1.2.3.4    10.10.10.10   230.245.250.131

But these wouldn't be:


1023.10.1.2    256.1.2.3    230.245.270.131

Pre-Analysis

My choices of the Ok Examples was quite deliberate. They highlight the major differences between the styles of IP Addresses. So lets note the immediate observations:

  • 4 numbers, each separated by a single dot
  • 3 dots in total
  • each number can be from 1 to 3 digits in length
  • each number can be from 0 to 255

The Lead-In

So how can we build a Regular Expression to match a generic IP Address?
The process I use is: lock on what's fixed, and then start to handle the changing portions.

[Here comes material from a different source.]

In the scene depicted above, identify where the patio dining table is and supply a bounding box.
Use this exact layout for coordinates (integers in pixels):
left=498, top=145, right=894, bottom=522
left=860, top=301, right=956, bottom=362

So we know we have 3 dots:


  \. \. \.

Keeping in mind that we have to escape the dots, as a dot is one of our special jailed characters and needs to escape!

Technically we could just about finish here and have a working and correct solution. The obvious solution to put general ".*" wildcards between the dots. Like so:


  .*\..*\..*\..*

This will work. I would strongly urge you to keep reading though. Why? The solution as presented is very loose. It can easily match things you'd probably rather it didn't. Regular Expression writing is a trade off between being overly picky, and not picky enough. It's probable that only when you get it wrong a few times will the line between the two become clearer. Cry

Next up? A number. Now, lets start with the 3rd observation: 1 to 3 digits long.

  • A single digit: [0-9]
  • 1 or 2 or 3 digits?

Can be done several ways:


[0-9]|[0-9][0-9]|[0-9][0-9][0-9]

Which while correct, is obviously going to be a pain to type the complete Regular Expression for, and hence be error prone. Not a Good Idea(tm).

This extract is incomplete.